# how to enter a trial



## Sibe (Nov 21, 2010)

I want to make sure I don't mess up being entered or miss any kind of etiquette or anything. It seems like all I have to do is send in the one form and a check? Only the last page needs to be filled out and sent in, right? And since she needs to be measured, I check that box and would I not circle the jump height? I am sure she's not over 22" so can I just circle the 20" jump height as well as checking the box? Do we need to show up early to be measured, it just says it needs to be done "prior to running"? Anything else I need or should know?
http://www.lyndatjarksagility.com/modules/agilitySec/files//premium/2128.pdf


----------



## Shaina (Oct 28, 2007)

Yes, just that last page, both sides.

You check the measuring box and circle the jump height you think you are going to be in so they can put you in the running order. If it ends up being different then you just notify the trial secretary and they will move you before your run.

And yes you just need to be measured prior to running. When that's done varies by trial...some will only measure first thing in the morning, some later in the day...sometimes the judge is the only VMO or there is no VMO in which case the judge has to be the one measuring...if that's the case then measuring is only done when she has free time. Other trials have multiple VMOs which make it easier. Best way is to just email the trial secretary to be sure.

With a two-ring trial I assume one of the rings will be starting with Novice, so you'll probably have to be there first thing, get measured, then run.


----------



## Indigo (Mar 31, 2011)

O premium lists, so many of you have I filled out...

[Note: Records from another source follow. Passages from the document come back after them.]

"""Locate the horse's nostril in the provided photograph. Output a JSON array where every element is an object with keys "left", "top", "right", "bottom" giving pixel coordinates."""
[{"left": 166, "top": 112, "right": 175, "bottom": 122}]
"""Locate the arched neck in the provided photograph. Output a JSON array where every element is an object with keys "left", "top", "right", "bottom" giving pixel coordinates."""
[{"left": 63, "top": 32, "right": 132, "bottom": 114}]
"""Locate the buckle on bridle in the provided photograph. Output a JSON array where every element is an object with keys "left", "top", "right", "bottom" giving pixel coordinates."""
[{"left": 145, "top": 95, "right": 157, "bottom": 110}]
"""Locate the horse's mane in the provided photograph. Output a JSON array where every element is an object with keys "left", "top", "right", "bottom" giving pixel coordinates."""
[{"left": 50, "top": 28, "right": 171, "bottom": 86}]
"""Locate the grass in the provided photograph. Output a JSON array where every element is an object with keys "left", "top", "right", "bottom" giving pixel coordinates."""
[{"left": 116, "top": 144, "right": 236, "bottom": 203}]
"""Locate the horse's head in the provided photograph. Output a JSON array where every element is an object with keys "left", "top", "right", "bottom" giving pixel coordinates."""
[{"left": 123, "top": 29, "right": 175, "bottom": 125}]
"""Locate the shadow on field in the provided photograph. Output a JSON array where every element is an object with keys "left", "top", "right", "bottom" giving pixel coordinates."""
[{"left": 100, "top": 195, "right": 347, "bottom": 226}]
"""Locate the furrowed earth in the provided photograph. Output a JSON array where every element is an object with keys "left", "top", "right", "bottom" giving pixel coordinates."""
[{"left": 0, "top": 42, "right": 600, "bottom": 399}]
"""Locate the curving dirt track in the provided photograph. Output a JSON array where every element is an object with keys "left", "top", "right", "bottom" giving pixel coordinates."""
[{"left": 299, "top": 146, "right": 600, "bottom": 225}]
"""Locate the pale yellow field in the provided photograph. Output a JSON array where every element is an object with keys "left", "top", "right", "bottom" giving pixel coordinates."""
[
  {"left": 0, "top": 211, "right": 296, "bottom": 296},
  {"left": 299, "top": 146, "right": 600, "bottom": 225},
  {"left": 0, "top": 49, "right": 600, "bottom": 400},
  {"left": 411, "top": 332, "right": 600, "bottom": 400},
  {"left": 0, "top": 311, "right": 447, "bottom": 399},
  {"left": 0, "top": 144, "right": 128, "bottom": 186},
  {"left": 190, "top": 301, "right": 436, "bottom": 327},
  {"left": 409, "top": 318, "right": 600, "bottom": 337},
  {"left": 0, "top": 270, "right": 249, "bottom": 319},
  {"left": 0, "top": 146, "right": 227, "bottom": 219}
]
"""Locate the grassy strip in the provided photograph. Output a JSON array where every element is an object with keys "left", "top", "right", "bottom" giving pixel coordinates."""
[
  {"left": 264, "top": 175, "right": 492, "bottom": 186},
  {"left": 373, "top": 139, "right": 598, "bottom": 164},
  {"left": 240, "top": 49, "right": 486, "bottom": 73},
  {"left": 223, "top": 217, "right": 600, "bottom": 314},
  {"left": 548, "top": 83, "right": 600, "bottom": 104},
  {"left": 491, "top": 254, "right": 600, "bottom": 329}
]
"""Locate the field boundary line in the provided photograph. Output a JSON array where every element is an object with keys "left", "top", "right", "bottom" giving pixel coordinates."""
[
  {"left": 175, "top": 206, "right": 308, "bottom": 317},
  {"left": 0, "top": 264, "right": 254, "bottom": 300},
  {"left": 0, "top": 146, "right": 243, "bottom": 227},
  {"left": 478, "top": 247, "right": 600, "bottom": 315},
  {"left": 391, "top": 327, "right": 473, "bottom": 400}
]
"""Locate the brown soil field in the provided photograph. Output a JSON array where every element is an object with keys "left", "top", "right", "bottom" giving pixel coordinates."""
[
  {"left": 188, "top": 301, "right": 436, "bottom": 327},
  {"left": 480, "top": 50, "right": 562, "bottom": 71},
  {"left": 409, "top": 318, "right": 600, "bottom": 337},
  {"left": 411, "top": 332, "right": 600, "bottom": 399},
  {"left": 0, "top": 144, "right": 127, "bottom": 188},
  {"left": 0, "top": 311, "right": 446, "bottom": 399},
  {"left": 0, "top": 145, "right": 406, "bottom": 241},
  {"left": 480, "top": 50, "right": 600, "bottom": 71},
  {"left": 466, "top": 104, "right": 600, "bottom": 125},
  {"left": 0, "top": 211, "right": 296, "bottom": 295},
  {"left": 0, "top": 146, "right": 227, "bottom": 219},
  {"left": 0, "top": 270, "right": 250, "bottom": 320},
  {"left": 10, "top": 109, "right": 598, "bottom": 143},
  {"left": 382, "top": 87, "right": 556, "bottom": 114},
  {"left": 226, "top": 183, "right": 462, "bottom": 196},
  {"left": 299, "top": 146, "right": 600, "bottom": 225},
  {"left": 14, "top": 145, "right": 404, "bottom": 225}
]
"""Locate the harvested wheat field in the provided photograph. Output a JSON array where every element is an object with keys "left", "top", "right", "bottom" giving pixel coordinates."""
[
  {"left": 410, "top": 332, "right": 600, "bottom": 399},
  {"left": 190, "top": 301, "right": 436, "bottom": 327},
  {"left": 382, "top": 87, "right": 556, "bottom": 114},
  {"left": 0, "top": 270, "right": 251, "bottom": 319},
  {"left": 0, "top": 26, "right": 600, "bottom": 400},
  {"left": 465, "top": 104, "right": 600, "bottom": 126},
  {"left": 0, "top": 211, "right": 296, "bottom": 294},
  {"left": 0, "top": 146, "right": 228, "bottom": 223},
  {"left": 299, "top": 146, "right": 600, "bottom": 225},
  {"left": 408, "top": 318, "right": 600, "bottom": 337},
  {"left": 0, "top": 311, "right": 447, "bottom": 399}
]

Show up early, if you can stand it maybe 15-20mins before runs are supposed to start so that the judge isn't busy setting up courses. Check in -- there is a tent or table where they will take attendance (for AAC agility they check your registration card as well) and usually give you your number, course maps, running order and such, and if they don't offer to measure your dog at this time, ask them when they measure new dogs. People at agility are usually friendly and helpful to newcomers, so don't be afraid to ask.


----------



## GottaLuvMutts (Jun 1, 2009)

What venue is this? I ask because NADAC won't measure a dog if they're over a certain height. Kit was never measured because I put her in the 20+ category (where she belongs).


----------



## Shaina (Oct 28, 2007)

IIRC correctly, the trial premium linked is AKC so I assume that's the venue/trial being entered. In AKC you need at least one measurement regardless. If you go 24" jumps (>22" tall) you can waive your right to futher measurements. Otherwise you need at least two. And official measurements have to be by a VMO (some judges are VMOs some are not).

At a big trial like that,sometimes the check-in table is unmanned. You just find your name labels (pre-printed) but there should be someone around to ask about when/where to get measured. If no one looks official just ask a fellow competitor and they'll be happy to point you in the right direction


----------



## Sibe (Nov 21, 2010)

This is for AKC. Thank you all for your help, it's much appreciated!


----------



## GottaLuvMutts (Jun 1, 2009)

Shaina said:


> IIRC correctly, the trial premium linked is AKC so I assume that's the venue/trial being entered.


Ah, I missed the link completely. I don't know anything about AKC agility.


----------